The importance of validity in assessment is widely accepted, as is the notion of validity as an argument based on evidence (Cook et al., 2015). One of the key forms of evidence for validity arguments is item analysis data, especially for MCQ exams. While many forms of data are available, the most common statistics for written examinations are the item facility/difficulty, discrimination index and distractor analyses (Tavakol & Dennick, 2016). These data are an essential part of quality assurance for any high-stakes examinations and for making defensible decisions based on the results of the examination. While such data is increasingly available through online teaching and testing platforms, their interpretation and application are not always made clear or adequately supported.

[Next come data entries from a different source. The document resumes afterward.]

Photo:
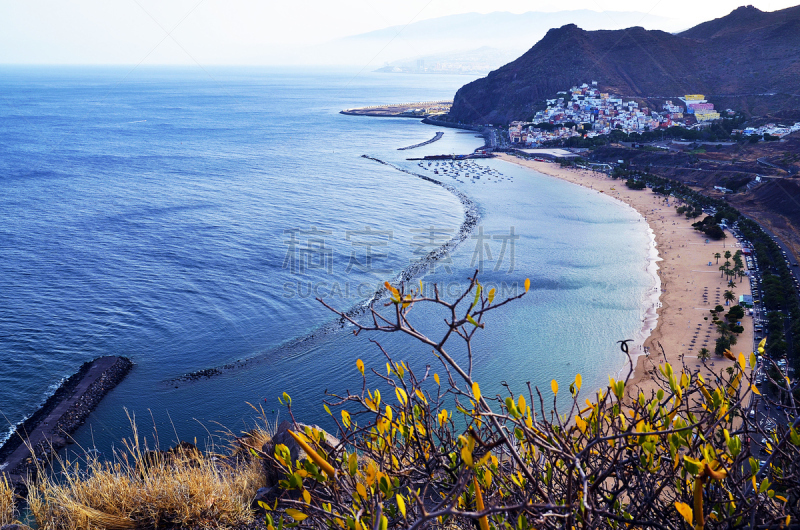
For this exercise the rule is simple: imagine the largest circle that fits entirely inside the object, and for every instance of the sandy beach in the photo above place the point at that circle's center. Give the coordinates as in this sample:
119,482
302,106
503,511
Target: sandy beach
673,328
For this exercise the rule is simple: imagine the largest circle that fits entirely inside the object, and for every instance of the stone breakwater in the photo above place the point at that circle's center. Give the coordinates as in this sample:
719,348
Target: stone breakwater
471,218
438,136
48,430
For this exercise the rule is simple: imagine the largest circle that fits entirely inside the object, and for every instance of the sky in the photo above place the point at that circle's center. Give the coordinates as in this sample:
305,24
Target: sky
212,32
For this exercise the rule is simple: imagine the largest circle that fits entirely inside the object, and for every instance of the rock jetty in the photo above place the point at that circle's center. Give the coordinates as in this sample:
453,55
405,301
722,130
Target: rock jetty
49,429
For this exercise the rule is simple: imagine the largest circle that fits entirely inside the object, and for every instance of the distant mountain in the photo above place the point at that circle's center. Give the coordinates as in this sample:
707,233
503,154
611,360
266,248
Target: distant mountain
738,58
511,33
480,61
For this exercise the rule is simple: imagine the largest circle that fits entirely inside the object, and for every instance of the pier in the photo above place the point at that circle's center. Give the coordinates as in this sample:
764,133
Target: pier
48,430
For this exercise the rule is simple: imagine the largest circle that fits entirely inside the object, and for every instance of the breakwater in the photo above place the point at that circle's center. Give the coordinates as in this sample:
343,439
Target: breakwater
418,109
438,136
49,428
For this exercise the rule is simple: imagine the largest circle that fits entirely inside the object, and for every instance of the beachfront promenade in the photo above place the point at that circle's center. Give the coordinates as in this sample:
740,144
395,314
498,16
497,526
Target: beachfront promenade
690,288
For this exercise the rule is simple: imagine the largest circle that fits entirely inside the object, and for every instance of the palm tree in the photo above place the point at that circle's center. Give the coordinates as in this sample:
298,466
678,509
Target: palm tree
728,296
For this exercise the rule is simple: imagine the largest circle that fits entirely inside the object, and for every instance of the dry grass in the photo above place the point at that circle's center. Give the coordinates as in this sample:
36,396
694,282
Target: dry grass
6,502
186,490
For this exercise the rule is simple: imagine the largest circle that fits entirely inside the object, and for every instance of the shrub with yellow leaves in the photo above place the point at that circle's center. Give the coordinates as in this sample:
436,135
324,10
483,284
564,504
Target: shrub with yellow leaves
436,450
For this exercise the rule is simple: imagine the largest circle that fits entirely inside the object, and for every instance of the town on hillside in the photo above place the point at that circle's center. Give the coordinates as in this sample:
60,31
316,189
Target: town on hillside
585,111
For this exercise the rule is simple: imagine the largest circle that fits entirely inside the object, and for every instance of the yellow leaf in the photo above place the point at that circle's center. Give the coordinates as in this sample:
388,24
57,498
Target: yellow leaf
361,490
401,505
296,514
402,397
321,462
685,510
476,391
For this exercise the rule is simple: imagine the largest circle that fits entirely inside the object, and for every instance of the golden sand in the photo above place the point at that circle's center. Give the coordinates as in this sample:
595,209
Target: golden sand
689,286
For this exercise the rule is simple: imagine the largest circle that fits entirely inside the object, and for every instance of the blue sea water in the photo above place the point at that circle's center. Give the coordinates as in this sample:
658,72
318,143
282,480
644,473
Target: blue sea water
189,218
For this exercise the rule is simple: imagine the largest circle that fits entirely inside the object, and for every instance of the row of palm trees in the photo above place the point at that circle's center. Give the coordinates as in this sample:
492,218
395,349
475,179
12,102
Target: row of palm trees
726,270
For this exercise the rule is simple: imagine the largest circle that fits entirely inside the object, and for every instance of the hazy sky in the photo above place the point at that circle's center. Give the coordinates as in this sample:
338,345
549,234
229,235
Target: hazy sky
253,31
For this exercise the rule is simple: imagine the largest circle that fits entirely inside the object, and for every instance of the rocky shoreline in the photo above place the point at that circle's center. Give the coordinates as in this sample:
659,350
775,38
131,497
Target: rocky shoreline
48,430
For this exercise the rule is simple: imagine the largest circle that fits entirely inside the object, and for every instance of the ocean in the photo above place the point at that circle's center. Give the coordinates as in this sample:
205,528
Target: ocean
189,219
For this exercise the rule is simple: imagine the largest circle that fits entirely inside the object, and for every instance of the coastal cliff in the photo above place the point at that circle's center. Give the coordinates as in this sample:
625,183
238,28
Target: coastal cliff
749,57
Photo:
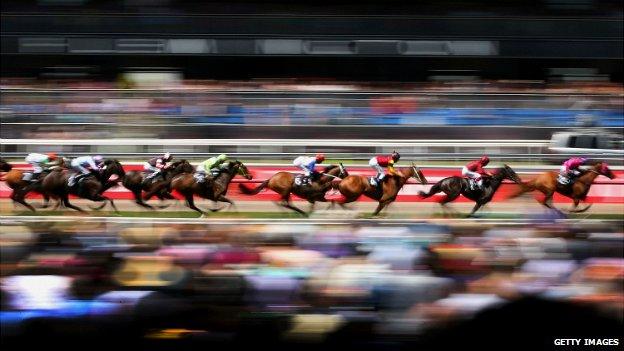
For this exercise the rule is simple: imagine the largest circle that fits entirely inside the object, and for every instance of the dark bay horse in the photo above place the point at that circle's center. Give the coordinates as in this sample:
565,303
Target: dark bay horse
91,187
354,186
211,189
135,182
21,187
547,184
5,166
455,186
283,183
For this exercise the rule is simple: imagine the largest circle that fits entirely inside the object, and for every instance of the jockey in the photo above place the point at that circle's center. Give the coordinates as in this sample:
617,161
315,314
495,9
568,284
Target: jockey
474,170
213,164
308,165
155,165
39,162
85,165
378,162
570,168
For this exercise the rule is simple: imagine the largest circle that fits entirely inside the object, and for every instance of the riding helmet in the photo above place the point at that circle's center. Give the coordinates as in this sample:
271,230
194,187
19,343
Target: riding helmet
395,156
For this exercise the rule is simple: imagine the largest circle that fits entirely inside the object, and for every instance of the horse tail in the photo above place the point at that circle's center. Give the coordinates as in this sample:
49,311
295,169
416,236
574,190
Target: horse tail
436,188
523,188
335,185
245,190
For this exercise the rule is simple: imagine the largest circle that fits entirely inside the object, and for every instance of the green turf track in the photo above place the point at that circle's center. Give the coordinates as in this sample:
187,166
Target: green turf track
281,215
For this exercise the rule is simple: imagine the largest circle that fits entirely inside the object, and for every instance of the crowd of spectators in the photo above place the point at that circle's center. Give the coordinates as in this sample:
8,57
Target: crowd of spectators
296,286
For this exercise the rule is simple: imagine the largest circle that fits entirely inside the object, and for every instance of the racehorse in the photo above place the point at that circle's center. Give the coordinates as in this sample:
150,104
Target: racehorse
354,186
547,184
211,189
15,180
283,183
91,187
455,186
4,166
135,182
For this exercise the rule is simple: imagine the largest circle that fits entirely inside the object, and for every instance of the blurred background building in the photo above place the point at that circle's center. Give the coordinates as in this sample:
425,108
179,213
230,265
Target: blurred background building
531,82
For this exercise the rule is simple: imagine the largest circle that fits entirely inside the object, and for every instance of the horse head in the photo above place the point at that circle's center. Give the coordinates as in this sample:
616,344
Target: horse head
182,166
507,173
5,166
112,168
240,169
417,174
336,170
602,168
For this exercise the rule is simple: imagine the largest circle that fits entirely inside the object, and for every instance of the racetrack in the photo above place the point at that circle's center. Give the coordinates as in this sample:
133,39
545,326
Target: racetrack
517,208
604,190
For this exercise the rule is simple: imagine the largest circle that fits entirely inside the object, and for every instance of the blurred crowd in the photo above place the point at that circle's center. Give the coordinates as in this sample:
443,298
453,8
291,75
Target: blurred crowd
60,107
359,286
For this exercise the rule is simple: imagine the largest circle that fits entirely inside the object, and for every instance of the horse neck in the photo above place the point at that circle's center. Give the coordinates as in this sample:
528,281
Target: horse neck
589,176
334,172
228,175
405,176
496,181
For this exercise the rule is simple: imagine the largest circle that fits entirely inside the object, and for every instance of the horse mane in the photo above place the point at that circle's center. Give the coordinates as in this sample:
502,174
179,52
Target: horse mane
329,168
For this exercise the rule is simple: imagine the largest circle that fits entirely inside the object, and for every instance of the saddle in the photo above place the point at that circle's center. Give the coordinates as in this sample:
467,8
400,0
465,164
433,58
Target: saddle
373,181
302,180
565,181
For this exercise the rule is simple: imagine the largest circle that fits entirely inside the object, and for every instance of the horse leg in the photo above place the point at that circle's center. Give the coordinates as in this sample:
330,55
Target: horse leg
139,200
225,199
576,203
46,201
19,198
445,200
475,208
286,203
191,203
65,199
381,206
99,197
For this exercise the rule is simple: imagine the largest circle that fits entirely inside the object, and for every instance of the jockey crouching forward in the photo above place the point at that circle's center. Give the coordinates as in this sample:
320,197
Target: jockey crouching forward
570,169
213,164
84,165
380,161
39,162
474,170
155,166
308,165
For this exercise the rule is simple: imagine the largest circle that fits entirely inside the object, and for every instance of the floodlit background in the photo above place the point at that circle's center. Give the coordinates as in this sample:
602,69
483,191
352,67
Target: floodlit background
443,82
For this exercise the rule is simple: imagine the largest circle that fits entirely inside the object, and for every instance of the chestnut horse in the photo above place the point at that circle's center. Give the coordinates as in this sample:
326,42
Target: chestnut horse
212,189
354,186
135,182
547,184
283,183
90,187
21,187
455,186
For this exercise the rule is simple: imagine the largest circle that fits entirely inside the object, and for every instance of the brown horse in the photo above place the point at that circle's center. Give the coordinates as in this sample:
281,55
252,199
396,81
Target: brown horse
4,166
15,180
354,186
211,189
455,186
135,182
547,184
283,183
56,184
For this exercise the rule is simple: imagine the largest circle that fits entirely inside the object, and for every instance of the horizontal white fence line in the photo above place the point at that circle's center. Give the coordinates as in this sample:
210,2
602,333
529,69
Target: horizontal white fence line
279,142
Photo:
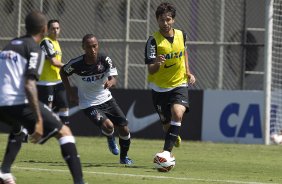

Workshop format and participants
This workshop will explore the nature of these statistics, how they can be calculated using simple software, and most importantly, how they can be interpreted and applied to participants’ own testing contexts to evaluate the quality of examination items and contribute to the validity of results and decisions. In addition, the workshop will also briefly demonstrate other data which can be calculated using more advanced approaches and software and which provide further value from a validity perspective such as mean ability, item characteristic curves, and differential item functioning (Hope et al, 2018). While focussed primarily on the use of item analysis for MCQs, the workshop will also demonstrate how to apply and interpret similar data for short answer questions.
The workshop will include several practical activities guided by the facilitators, including calculating key statistics with sample data using basic spreadsheet software; group review of sample items with corresponding item analysis data for interpretation practice; and demonstration of further statistical and visual data available with more advanced item analysis software. Participants are encouraged to bring their own laptops and item data for practice purposes, but these are not necessary for attending the workshop.
This workshop will be useful for health professional educators involved in constructing written examinations and who wish to have a sound understanding of how item analysis can be used to guide item selection and support decisions based on examination results. The workshop is primarily aimed at educators who have limited experience in using and/or generating item analyses.
Workshop outcomes
After attending this workshop, participants will be able to:
- calculate item facility/difficulty, discrimination indices and distractor analysis using simple software;
- understand the meaning and significance of these statistics for evaluating the quality of test items; and
- appreciate the value of these statistics in relation to validity arguments for decisions based on examination results.
References (maximum three)
- Cook, D. A., Brydges, R., Ginsburg, S., & Hatala, R. (2015). A contemporary approach to validity arguments: a practical guide to Kane's framework. Medical Education, 49(6), 560-575.
- Hope, D., Adamson, K., McManus, I. C., Chis, L., & Elder, A. (2018). Using differential item functioning to evaluate potential bias in a high stakes postgraduate knowledge based assessment. BMC Medical Education, 18(1), 1-7.
- Tavakol, M., & Dennick, R. (2016). Postexamination analysis: a means of improving the exam cycle. Academic Medicine, 91, 1324.